Russians were told about new trends in the field of digital fraud / Society news of Krasnoyarsk and the Krasnoyarsk Territory / Newslab.Ru

Analysts from MegaFon, Mail and Kaspersky Lab jointly studied data for the first quarter of 2026 and identified key trends in the field of digital fraud.

Attackers actively adapt to user behavior, using both traditional scenarios and new approaches, covering several communication channels at once – SMS and voice calls, email and instant messengers.

According to MegaFon, cyber fraudsters are increasing their activity in all channels. In the first quarter of 2026, more than 107 million calls were blocked due to suspected fraud – 18% more than in the first quarter of 2025. SMS shows similar dynamics: almost half a billion messages were blocked on suspicion of fraud and spam, which is 15% higher than last year.

At the same time, the number of subscriber complaints about fraud has decreased, which means that most of the threats were neutralized even before users encountered them.

Attackers are increasingly combining channels: a phishing email leads to a fake website; after entering data, the subscriber receives a call from a “specialist” who offers to install “protection” – in fact, this is a malicious application. Attacks are becoming multi-channel, so protection is built at different levels: operator filters block dangerous traffic, antivirus monitors malicious applications, and the mail service monitors phishing emails.

“Phishing and fraudulent messages are becoming the main way malware gets into phones. We recorded a surge in smartphone infections last year, and this trend is intensifying: in the first quarter of 2026, MegaFon identified 124% more infected devices compared to the same period last year,” said Sergei Khrenov, director of the department for preventing fraud and loss of income at MegaFon.

In the first quarter of 2026, the number of blocked malicious emails from Mail decreased by 5.6% to 6.7 billion compared to 2025. The trend is for letters disguised as notifications from government services, threatening fines and reporting debts. In March, delivery letters with an offer to accept flowers or a gift in honor of the gender holiday were especially popular. These letters look like friendly congratulations, but lead to resources where attackers obtain personal data and access to users’ finances.

Systems blocked 81.7 million unwanted emails daily, which is 3.6% more than in the same period last year. Despite the increase in the number of spam blocks, the overall share of such emails decreased by 34% compared to the first quarter of 2025.

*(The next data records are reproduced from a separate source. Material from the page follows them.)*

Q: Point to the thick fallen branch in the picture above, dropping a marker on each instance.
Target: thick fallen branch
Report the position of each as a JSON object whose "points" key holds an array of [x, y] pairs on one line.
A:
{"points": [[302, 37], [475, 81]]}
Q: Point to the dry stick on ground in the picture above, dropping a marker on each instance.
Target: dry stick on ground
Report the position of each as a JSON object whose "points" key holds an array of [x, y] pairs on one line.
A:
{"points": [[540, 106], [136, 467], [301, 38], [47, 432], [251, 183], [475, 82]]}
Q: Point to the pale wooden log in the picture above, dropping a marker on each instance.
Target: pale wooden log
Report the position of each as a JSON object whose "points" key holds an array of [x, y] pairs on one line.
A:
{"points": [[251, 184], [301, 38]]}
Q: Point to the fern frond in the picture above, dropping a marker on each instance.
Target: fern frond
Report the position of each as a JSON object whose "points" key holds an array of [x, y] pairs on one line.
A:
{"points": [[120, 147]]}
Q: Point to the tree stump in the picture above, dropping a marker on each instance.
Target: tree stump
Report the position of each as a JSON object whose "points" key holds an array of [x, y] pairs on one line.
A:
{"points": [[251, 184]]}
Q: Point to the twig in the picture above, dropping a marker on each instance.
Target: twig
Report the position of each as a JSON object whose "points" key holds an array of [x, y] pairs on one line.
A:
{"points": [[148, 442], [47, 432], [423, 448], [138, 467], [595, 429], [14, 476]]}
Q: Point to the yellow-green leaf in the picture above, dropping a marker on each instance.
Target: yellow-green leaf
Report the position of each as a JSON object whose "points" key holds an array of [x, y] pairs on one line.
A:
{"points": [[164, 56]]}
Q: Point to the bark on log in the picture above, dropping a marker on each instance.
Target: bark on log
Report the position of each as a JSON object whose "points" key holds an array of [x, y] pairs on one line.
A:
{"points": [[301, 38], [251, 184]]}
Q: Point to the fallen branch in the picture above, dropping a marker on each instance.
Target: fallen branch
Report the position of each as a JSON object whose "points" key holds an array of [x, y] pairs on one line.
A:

Mail Mail analysts note that in addition to “gift” and Federal Tax Service spam, classic spam and phishing formats remain. The most popular in this category were fake investments – their share was 47%. Casino spam (gambling) and fake information products are common – they account for 31% and 22%, respectively.

Kaspersky Lab notes that in the first quarter, attackers continued to use scenarios from the previous year, while simultaneously testing new approaches. In general, there is a noticeable trend towards more complex attacks: multi-stage schemes with sequential interaction with the victim and the use of various communication channels are increasingly being used.

“At the end of 2025, we recorded a wave of targeted attacks on medical institutions in Russia: malicious emails were sent on behalf of insurance companies and hospitals and were associated, for example, with patient complaints under VHI. Already in February 2026, similar approaches began to be used against industrial enterprises: letters imitated notifications of allegedly detected violations, and inside the archives, as before, the BrockenDoor backdoor was hidden, allowing remote access to devices and theft of data. Also in January 2026, a large-scale campaign by the Silver Fox group was recorded: organizations received letters under the guise of notifications from tax authorities. In just one month, more than 1,600 such messages were discovered; the attacks used previously unknown downloaders and the ABCDoor Python backdoor,” comments Andrey Kovtun, head of the email threat protection group at Kaspersky Lab.